3. Global and national supply chains are of paramount criticality in 2021 and beyond. Currently, there is a very high degree of compliance and paperwork which makes it difficult for technology companies to serve the global audience and this forces companies to shift base outside the country. Urgent steps in this direction will help high growth companies keep base in India, generate employment across the spectrum and help revive the national economy after the shock of the pandemic. The government should scale up its investment in digitization projects.
 
4. The traditional method of calculation of Transfer Prices is no longer durable in the backdrop of the covid pandemic. The most common method used to determine the arm’s length price is the Transactional Net Margin Method or Cost-Plus Method which involves the historical data of the comparable enterprises operating in comparable circumstances with the assumption of a certain degree of stability in business and economy at large. Since the assumptions of stability are no longer applicable due to the economic turmoil caused by the pandemic, the method needs to be reviewed and a new formula in tandem with the covid situation needs to be developed.
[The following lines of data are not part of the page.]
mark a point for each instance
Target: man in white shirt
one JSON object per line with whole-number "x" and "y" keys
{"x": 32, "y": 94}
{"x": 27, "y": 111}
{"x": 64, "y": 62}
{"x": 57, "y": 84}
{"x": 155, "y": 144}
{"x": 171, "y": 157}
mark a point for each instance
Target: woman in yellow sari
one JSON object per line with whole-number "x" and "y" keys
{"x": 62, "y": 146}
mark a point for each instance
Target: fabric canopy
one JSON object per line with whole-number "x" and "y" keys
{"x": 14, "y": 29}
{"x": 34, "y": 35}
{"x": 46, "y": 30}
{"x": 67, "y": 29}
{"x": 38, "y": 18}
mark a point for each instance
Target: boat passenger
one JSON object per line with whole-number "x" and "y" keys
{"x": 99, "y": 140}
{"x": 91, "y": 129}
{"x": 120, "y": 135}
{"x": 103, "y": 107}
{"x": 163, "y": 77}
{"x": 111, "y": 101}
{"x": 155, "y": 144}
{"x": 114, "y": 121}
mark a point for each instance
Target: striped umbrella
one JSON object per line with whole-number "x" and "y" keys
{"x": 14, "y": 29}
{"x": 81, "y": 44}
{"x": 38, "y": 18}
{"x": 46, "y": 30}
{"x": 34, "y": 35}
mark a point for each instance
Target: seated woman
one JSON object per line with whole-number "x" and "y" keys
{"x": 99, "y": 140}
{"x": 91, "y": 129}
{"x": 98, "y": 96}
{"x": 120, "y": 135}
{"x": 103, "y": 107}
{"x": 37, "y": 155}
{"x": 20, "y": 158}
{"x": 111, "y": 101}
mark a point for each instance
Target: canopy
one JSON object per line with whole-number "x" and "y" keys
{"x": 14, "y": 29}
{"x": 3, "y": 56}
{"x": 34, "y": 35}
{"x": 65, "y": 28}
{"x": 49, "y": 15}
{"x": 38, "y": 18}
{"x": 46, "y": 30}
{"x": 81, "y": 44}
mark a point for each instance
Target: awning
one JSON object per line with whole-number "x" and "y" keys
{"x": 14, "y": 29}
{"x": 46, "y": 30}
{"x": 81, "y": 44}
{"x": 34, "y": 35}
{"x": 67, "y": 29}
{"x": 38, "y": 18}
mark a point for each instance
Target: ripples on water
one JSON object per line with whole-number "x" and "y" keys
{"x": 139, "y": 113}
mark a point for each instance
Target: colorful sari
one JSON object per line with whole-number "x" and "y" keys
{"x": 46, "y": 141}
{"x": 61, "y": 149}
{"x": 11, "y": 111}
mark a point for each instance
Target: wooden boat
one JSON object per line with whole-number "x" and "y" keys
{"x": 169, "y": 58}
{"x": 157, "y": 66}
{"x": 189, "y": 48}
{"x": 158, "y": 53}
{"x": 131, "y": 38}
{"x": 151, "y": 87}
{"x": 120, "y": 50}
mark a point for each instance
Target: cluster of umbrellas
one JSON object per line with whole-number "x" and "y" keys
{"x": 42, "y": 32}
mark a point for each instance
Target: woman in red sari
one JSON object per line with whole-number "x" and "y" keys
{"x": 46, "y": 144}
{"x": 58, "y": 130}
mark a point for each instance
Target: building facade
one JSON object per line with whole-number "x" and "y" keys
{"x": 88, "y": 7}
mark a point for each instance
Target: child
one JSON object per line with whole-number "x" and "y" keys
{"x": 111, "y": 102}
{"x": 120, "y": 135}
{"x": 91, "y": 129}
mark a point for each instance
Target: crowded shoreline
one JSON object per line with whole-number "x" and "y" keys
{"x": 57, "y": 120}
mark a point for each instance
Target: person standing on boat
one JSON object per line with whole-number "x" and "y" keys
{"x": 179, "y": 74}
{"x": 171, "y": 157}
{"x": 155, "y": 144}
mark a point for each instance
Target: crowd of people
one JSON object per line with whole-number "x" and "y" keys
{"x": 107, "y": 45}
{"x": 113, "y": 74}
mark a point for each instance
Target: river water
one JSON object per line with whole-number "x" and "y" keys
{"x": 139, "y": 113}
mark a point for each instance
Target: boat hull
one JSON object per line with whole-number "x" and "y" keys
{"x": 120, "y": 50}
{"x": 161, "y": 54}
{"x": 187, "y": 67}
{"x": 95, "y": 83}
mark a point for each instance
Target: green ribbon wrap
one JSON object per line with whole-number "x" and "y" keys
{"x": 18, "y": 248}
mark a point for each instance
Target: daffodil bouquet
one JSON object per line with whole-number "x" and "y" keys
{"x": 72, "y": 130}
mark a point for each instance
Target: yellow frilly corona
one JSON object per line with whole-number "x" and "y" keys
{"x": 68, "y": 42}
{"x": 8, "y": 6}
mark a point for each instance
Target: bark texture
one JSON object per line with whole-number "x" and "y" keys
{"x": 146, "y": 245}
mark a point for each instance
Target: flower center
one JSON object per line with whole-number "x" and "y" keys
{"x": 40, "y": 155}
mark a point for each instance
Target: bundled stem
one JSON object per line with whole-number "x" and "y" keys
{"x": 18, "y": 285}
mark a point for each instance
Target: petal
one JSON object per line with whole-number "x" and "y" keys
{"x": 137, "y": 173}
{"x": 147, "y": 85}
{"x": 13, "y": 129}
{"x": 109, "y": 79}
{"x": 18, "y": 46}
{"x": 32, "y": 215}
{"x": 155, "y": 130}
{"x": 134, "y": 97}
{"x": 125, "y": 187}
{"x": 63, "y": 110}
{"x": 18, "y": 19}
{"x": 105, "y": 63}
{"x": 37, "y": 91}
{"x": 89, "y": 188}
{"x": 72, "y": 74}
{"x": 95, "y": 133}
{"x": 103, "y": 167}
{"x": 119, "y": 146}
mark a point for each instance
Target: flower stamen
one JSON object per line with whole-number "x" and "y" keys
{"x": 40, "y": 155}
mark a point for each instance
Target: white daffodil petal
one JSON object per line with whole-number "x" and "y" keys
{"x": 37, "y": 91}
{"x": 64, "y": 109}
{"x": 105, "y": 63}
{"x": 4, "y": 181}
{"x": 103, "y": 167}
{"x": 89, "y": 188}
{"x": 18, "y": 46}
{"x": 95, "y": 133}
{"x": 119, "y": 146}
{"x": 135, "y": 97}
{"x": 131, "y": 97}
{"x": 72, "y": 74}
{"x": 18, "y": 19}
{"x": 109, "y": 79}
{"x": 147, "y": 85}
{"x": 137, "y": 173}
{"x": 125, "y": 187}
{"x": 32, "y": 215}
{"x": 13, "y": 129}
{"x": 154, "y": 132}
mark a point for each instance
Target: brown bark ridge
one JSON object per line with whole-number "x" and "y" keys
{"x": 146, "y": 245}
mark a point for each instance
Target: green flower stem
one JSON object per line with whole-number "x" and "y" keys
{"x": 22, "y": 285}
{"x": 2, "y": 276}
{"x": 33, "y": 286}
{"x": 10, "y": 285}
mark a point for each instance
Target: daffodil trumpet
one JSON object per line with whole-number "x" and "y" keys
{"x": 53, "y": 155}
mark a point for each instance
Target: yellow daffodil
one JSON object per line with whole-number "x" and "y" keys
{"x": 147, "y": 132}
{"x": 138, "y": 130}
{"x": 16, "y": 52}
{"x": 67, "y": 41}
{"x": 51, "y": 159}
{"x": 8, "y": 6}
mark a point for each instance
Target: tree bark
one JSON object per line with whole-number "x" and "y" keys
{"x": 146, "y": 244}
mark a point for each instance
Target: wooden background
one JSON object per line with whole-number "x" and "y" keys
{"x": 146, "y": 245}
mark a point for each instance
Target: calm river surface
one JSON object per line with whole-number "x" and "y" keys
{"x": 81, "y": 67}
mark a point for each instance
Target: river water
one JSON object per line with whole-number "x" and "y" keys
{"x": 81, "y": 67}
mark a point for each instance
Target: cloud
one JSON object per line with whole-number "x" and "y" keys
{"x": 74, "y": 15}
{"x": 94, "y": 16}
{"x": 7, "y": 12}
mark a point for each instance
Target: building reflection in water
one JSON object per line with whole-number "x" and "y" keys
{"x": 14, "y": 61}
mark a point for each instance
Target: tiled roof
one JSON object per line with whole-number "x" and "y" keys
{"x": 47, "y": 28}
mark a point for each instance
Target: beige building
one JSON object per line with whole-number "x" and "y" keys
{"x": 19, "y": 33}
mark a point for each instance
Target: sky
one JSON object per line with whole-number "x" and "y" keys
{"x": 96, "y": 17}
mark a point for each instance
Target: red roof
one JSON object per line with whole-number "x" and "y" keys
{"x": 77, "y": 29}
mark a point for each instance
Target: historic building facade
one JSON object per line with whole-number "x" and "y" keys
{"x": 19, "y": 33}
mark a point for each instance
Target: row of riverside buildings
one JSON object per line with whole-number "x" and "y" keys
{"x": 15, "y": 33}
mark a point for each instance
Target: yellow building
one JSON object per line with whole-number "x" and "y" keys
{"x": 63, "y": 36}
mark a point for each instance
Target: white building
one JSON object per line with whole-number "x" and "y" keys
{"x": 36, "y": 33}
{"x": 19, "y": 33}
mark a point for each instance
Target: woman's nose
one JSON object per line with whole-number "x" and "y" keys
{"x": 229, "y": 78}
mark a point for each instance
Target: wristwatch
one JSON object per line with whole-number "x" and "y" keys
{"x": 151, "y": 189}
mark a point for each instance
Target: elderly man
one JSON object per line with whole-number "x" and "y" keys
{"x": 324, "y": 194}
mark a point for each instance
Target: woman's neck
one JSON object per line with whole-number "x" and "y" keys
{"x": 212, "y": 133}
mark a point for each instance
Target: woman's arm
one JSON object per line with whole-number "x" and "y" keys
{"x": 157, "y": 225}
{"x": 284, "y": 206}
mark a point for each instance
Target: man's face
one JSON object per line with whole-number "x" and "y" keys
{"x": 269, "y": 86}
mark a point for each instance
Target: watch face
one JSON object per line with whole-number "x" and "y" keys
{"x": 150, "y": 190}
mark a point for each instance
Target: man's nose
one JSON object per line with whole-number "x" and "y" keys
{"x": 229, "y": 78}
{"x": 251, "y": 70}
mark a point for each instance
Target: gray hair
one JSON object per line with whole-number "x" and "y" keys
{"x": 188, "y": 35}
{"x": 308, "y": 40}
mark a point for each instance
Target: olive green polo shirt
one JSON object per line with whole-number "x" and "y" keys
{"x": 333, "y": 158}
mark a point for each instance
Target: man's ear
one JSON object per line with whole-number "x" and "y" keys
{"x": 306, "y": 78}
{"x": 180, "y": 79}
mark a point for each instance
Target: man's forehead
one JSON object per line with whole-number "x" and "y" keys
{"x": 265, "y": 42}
Furthermore, the advance pricing agreement negotiated with the authorities is witnessing force majeure conditions as well as materially adverse circumstances requiring a renegotiation of these agreements to accommodate the new market conditions.
 
Rationalization of M&A transaction
 
1. The company law and foreign exchange rules permit the merger of Indian companies with global corporates. However, the Income Tax law does not provide tax neutrality concerning such outbound mergers. It is recommended that appropriate amendments in the Income Tax law provide tax neutrality concerning such outbound mergers. This would act as a big incentive for Indian promoters considering cross-border acquisitions/mergers and the economy would witness more and more global M&A which is the need of the hour. Furthermore, the government should ensure uniform stamp duty across for Scheme of Arrangements approved by NCLT.
 
2. When an Indian partnership firm or LLP gets converted into a company or vice-versa there are many conditions attached to make it tax neutral one such condition is the continuity of shareholding. It is recommended that such post-conversion conditions (of continuation of shareholding etc.) ought to be relaxed so that smaller organizations will have more opportunities for fundraising as well as growth.
 
3. Many new companies in India are taking the SPAC route for raising capital. The regulatory framework in India hinders SPAC acquisitions. There is a lack of precise and detailed regulations in place concerning SPAC's, barring the IFSCA (Issuance and Listing of Securities) Regulations, 2021 which also requires amendments. It would be a big boost to Make in India and the Startup community of the country to make necessary amendments to facilitate raising capital via SPACs.
 
Conclusion
 
Apart from the ones mentioned above, there are several other benefits that people are vouching on from the Union Budget 2022-23. The economy is witnessing a steady recovery and hopefully, the government would generously give back to the people in form of added deductions, exemptions, reduced prices and better schemes and savings opportunities for individuals, corporates and MSMEs alike.